ではなぜそんなことになってしまったのでしょう。
(ちなみにご存知の通り、去年Twitter社が発表したSNSごとの属性クラスタリングではTwitterをメインにするユーザーは本家から「負け組」と宣言されています。負け組の皆さんこんにちは!)
マーケティングにおける人選の難しさ
すでにタイトルに書いてある通り、SNSにおいてインフルエンサーにPRをお願いする際に、PRする商品やサービスがそのインフルエンサーのフォロワーが拡散してくれるのかどうかという問題があります。鯔のつまり、PRするものがインフルエンサーの属性に合致したものかどうかという話です。
なぜこれが難しいのか。答えは簡単です。企業の人がネットの文化を全くわかっていないからです。
あるインフルエンサーがヲタクだからといって、アニメのPRをさせたところで、実は鉄道ヲタクであったために広告を打った意味がなくなったみたいな話は往々にしてあります。
あくまでインフルエンサーはある分野でのインフルエンサーでしかないので、その分野を細かいところまで見定めなくてはいけません。

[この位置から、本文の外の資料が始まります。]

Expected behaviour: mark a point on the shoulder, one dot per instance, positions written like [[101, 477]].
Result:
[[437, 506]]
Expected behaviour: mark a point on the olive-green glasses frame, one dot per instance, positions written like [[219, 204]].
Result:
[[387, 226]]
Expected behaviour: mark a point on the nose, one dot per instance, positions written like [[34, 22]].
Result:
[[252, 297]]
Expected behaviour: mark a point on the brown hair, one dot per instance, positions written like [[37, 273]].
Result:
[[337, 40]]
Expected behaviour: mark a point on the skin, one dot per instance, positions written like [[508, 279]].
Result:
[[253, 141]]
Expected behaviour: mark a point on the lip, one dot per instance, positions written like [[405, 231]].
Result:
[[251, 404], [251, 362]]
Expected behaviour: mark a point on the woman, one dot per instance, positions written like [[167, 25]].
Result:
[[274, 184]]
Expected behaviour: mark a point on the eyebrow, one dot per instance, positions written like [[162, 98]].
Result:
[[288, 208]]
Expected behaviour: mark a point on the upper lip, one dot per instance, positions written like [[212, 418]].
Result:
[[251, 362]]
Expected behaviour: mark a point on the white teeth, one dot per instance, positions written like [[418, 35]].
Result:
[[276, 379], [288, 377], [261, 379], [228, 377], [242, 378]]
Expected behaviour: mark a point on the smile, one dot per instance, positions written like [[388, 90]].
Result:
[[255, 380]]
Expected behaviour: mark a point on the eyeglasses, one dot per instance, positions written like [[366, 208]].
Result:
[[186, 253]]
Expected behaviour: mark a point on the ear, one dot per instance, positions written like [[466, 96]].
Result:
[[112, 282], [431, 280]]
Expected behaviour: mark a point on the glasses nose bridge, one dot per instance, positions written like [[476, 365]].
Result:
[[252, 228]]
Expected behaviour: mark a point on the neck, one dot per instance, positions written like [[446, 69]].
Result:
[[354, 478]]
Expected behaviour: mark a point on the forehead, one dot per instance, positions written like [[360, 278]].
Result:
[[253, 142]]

これに企業の人は苦戦しているのです。PR案件を持ってきてもそれをどんな人にアサインすればいいのか分からず、結局ずれた人選しかできないのです。
最近のSNSマーケティングにおける問題点の解決手法
冷静に考えて、ネットに入り浸っていない人間ないし企業が、PRするためのインフルエンサーの人選をするのはおおよそ不可能です。
最近では以下のような様々な手法が取られています。
・みんな大好き機械学習の導入
・インフルエンサー事務所の開設
・有識者の判断
・機械学習の導入
投稿された文章の感情分析、投稿画像の認識による投稿画像に映るものの把握、など、もはや文化というものを多くのデータを収集してよしなにすることでいい感じの特徴量を得ようぜ、みたいなことをする企業が増えました。「分からないことは機械にやらせようぜ」とか言っちゃう非プログラマがプログラマをこき使う様子が目に浮かんで殺意を覚えますね。僕も「取れたデータを機械学習でいい感じにしてよ(原文そのまま)」とか言われて「お前を機械学習でいい感じにしてやろうか」とか思ったりしたこともありました。現場からは以上です。
・インフルエンサー事務所の開設
最近のビッグトレンドです。こればっかりです。
Youtuberをやる方がたくさん出てきた結果、Youtuberのうちで影響力のある人を囲うための事務所的なものです。
これのInstagramやTwitterのインフルエンサーでも同じことをやろうとする企業が増えてきました。インフルエンサーを囲い込むことで仕事のアサインが簡単になり、属性などの特性もある程度管理下で見ることができるので人選の難易度もある程度下がります。
しかし、Youtubeに比べてInstagramやTwitterはインフルエンサーの定義が甘く、人数が膨大でPR案件に対する人数が多すぎる問題があることで、特定の事務所へのブランド価値を見いだすことができず、なかなか成功例が多くありません。
・有識者の判断
インフルエンサーの人選を、インフルエンサーの属性や分野について詳しい人にやってもらったり、アドバイスをしてもらいます。その分野に精通した人にPR案件の企画などを考えてもらうことこそが一番確かで正しいやり方だと僕は思います。(実際そうです。)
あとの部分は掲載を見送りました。